Handsome and likable in action flicks, Johnson has a long way to go before he can carry a light comedy easily on those huge shoulders. Luckily for him, little Madison Pettis, a gap-toothed charmer, plays his 8-year-old daughter Peyton — a surprise package who turns up at the deluxe Boston bachelor pad of star quarterback Joe Kingman (Johnson), aka “The King” (Elvis is his idol).
Note that the movie runs a little long for younger kids and includes brief scenes that gently imply heavy team partying, but in no detail. There are also hints that he has a girlfriend who sometimes stays overnight, but also with no detail.
Other themes involve a child’s fear of parental abandonment, grief and loss over a parent, and a child’s life-threatening reaction to a food allergy.

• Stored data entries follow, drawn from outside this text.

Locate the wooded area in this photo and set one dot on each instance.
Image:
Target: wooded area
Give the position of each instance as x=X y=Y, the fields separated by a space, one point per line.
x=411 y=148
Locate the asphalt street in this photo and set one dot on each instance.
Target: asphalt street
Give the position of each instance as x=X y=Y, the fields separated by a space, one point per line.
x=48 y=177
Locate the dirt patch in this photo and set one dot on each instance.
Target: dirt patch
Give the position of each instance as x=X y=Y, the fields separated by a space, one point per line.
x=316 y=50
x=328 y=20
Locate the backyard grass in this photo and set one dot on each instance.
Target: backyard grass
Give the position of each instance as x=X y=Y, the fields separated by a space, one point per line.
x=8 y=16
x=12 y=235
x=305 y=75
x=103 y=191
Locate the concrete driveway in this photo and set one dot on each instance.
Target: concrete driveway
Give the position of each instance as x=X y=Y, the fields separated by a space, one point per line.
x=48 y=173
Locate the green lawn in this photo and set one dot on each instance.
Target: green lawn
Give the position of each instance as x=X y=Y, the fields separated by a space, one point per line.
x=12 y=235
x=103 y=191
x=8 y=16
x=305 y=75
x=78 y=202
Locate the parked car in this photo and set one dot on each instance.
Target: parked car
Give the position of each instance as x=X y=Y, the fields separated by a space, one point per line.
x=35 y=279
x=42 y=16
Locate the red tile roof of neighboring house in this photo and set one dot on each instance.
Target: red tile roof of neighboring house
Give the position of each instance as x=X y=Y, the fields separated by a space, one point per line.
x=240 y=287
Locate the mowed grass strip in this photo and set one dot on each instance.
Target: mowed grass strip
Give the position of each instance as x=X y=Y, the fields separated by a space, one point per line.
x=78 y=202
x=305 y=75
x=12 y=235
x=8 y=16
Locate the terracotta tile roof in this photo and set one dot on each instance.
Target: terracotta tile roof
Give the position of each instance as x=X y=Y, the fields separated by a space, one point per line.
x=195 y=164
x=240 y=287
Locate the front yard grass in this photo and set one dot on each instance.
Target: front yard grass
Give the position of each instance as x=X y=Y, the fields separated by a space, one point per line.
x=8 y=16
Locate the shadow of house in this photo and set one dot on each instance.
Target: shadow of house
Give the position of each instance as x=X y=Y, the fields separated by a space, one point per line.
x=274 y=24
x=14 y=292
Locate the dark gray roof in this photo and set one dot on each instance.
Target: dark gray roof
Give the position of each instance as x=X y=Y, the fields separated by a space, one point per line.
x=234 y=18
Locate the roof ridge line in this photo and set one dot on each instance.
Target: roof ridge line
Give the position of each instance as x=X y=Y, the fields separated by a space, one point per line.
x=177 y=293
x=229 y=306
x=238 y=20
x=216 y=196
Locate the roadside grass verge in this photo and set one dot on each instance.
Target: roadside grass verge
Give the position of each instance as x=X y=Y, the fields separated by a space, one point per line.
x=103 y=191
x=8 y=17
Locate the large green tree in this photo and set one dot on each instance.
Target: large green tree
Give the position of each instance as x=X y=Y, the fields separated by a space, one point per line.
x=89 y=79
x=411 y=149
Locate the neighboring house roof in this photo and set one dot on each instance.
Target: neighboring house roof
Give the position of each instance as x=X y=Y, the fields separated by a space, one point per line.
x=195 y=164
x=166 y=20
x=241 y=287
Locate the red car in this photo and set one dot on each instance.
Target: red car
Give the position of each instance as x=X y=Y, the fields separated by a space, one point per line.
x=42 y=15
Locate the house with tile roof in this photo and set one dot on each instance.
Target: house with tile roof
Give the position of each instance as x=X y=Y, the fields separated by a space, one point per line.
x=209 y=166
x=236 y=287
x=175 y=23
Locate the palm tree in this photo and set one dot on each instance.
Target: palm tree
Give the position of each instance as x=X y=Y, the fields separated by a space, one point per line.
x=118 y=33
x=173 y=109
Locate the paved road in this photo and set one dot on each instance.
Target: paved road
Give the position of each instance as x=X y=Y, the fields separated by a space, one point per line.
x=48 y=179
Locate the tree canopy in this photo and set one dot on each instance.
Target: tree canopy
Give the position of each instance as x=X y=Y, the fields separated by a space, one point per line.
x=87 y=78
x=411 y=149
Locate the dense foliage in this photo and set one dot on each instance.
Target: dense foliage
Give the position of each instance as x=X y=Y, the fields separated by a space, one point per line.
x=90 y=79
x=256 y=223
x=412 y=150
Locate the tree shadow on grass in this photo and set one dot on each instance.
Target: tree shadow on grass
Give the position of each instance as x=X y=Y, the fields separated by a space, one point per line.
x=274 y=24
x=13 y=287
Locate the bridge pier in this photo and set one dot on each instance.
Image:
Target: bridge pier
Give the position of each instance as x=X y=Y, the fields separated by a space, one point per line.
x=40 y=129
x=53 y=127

Monumentally egotistical and nearly friendless, Joe has a tough time adjusting his media-centric lifestyle to accommodate Peyton. (He also never thinks to take his bulldog out for a walk — a logic boo-boo that’s distracting.) The little girl arrives unaccompanied and tells Joe her mother — his long-ago ex-wife — is off on a charity mission to Africa and dropped Peyton in Boston to stay for a month with her long-lost father and to study ballet at a top-flight school. This is not at all credible — but hey.
Joe’s agent (comically greedy Kyra Sedgwick) finds the girl an inconvenience, but a teammate (Morris Chestnut) knows Peyton will be Joe’s redemption. Then there’s the head of the ballet school (Roselyn Sanchez) who’s never heard of the hotshot jock and forces him to appear as a tree in Peyton’s dance recital. The film does a service in showing ballet is as athletic as football.